- Agricultural land management to provide public goods
- Modelling hydrological impacts of land management interventions
- Valuing public goods
There is increasing attention being paid to agricultural land management interventions to encourage rainwater infiltration and reduce surface runoff in order to improve agricultural productivity, but also to provide a range of ‘public goods’. These include increasing groundwater recharge to maintain low-flows in rivers and increasing groundwater resources during dry periods as a climate change mitigation strategy; reducing pollution of waterbodies from sediment and attached agrochemical runoff; and providing flood risk mitigation. This concept is compatible with proposals for the post-Brexit agricultural policy which includes payment to farmers and landowners for providing such public goods and mitigating the impacts of climate change (Defra, 2018). It aligns with the UK Governments 25-year Environment Plan that aims to deliver cleaner water in rural landscapes, protect threatened species and provide richer wildlife habitats (UK Government 2018).
Building on a land management / hydrological model developed by Cranfield University (Hess et al., 2010; Holman et al. 2011) we have developed a methodology (under the Replenish® programme funded by Coca-Cola) to estimate the hydrological impacts of generic field-scale interventions to reduce surface runoff. This Replenish `metric` is currently being used by WWF-UK and the rivers trusts to report back to Coca-Cola on the impact of farm advice work that they are supporting in order to mitigate the impact of their supply chains in three management catchments in eastern England (the Nar, Cam & Ely Ouse and Broadland Rivers).
There is an opportunity through further work that WWF-UK and the rivers trusts are doing with an increasing number of retailers and brands to develop the hydrological Replenish tool. This would enable the tool to be used to account for a wider range of field scale interventions (e.g. tramline disruption); extend it to other catchments; and be used to value the hydrological impact of different interventions in terms of public goods. The Replenish tool is the only mechanism currently being used by business, at any significant scale, to invest in the natural capital of their supply chains.
The aim of this interdisciplinary studentship is to develop a method and a tool for valuing the private and public goods delivered by field-scale interventions to reduce surface runoff in England and Wales.
- Following the methods outlined by the Collaboration for Environmental Evidence (CEE, 2018), to carry out a systematic review of locally relevant evidence for the impact of field-scale interventions on a selection of hydrological process indicators suitable for input into the Replenish tool.
- Calibrate the Replenish tool for catchments where WWF-UK and the rivers trusts are working outside of eastern England (e.g. Wye & Usk, Tamar).
- Re-calibrate the Replenish tool for future climates using the weather@home UK climate projections (Guillod et al., 2018).

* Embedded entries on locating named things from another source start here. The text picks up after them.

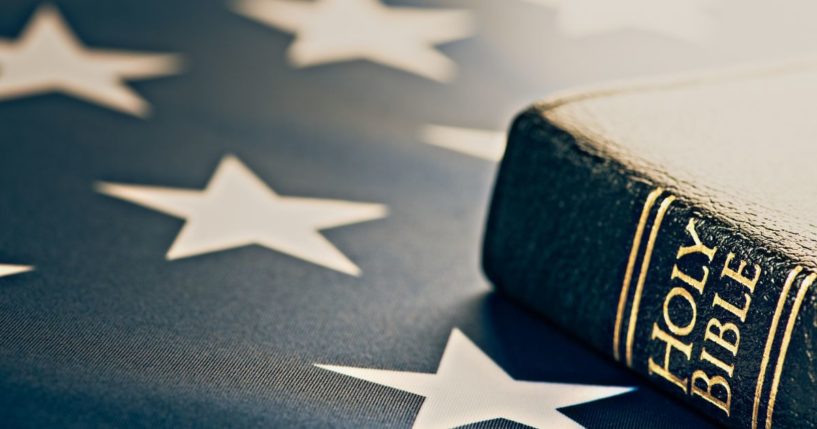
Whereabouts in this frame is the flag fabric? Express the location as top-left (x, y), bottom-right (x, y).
top-left (0, 0), bottom-right (814, 428)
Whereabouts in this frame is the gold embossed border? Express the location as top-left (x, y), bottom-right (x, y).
top-left (752, 266), bottom-right (817, 429)
top-left (613, 188), bottom-right (675, 367)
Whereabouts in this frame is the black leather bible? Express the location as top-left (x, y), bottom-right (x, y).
top-left (483, 61), bottom-right (817, 428)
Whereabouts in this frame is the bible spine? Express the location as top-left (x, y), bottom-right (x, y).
top-left (483, 109), bottom-right (817, 429)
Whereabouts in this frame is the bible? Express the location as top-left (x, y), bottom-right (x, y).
top-left (483, 60), bottom-right (817, 429)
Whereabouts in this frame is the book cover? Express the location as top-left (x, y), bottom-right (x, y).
top-left (483, 61), bottom-right (817, 429)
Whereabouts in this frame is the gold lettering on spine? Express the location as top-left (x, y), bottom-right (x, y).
top-left (664, 286), bottom-right (698, 337)
top-left (752, 267), bottom-right (803, 429)
top-left (647, 323), bottom-right (692, 393)
top-left (613, 188), bottom-right (664, 361)
top-left (626, 195), bottom-right (675, 368)
top-left (766, 274), bottom-right (817, 429)
top-left (690, 370), bottom-right (732, 416)
top-left (712, 293), bottom-right (752, 323)
top-left (704, 318), bottom-right (740, 354)
top-left (671, 265), bottom-right (709, 293)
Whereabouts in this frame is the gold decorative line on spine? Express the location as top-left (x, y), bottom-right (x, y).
top-left (627, 195), bottom-right (675, 368)
top-left (766, 274), bottom-right (817, 429)
top-left (752, 267), bottom-right (803, 429)
top-left (613, 188), bottom-right (664, 361)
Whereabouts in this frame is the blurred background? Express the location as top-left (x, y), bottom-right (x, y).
top-left (0, 0), bottom-right (817, 428)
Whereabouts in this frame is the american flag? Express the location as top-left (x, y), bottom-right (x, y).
top-left (0, 0), bottom-right (817, 428)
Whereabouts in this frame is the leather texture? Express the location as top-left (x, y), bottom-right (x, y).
top-left (483, 62), bottom-right (817, 428)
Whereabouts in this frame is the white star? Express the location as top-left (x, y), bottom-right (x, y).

- Develop methods for the valuation of the public good delivered by the selected field-scale interventions.
- Develop a prototype App for use by farm advisors to record interventions and calculate Replenish.
Training and Skills
The student will spend the equivalent of two weeks in each year on secondment with WWF-UK and/or local rivers trusts (40 CTCs). This will include working alongside highly experienced farm advisers, conducting farm visits, creating plans using the latest mapping technology and identifying the most appropriate on-farm mitigation measures.
There will also be opportunities to work with WWF-UK and Natural England on wider landscape-scale approaches, as well as the potential of working with digital agencies in order to develop the app.
Year 1: Calibrate the Replenish tool for three further catchments. Systematic review of field-scale interventions and development of the tool for new interventions.
Year 2: Calibrate the Replenish tool for future climates. Develop methods for the valuation of the public goods delivered by the selected field-scale interventions.
Year 3: Integrate Replenish tool into a farm advisor app.
Partners and collaboration (including CASE)
Level 1 partners - Louise Webb, Senior Adviser, Catchment Sensitive Farming, Natural England
Level 3 partners - Simon Aguss, UK Catchment Manager, WWF-UK & Alex Adam, Water Stewardship Manager, The Rivers Trust
Coca-Cola and Tesco are working with WWF-UK and The Rivers Trust and we anticipate that they will be project partners. However, the short time to prepare the proposal has precluded their confirmation.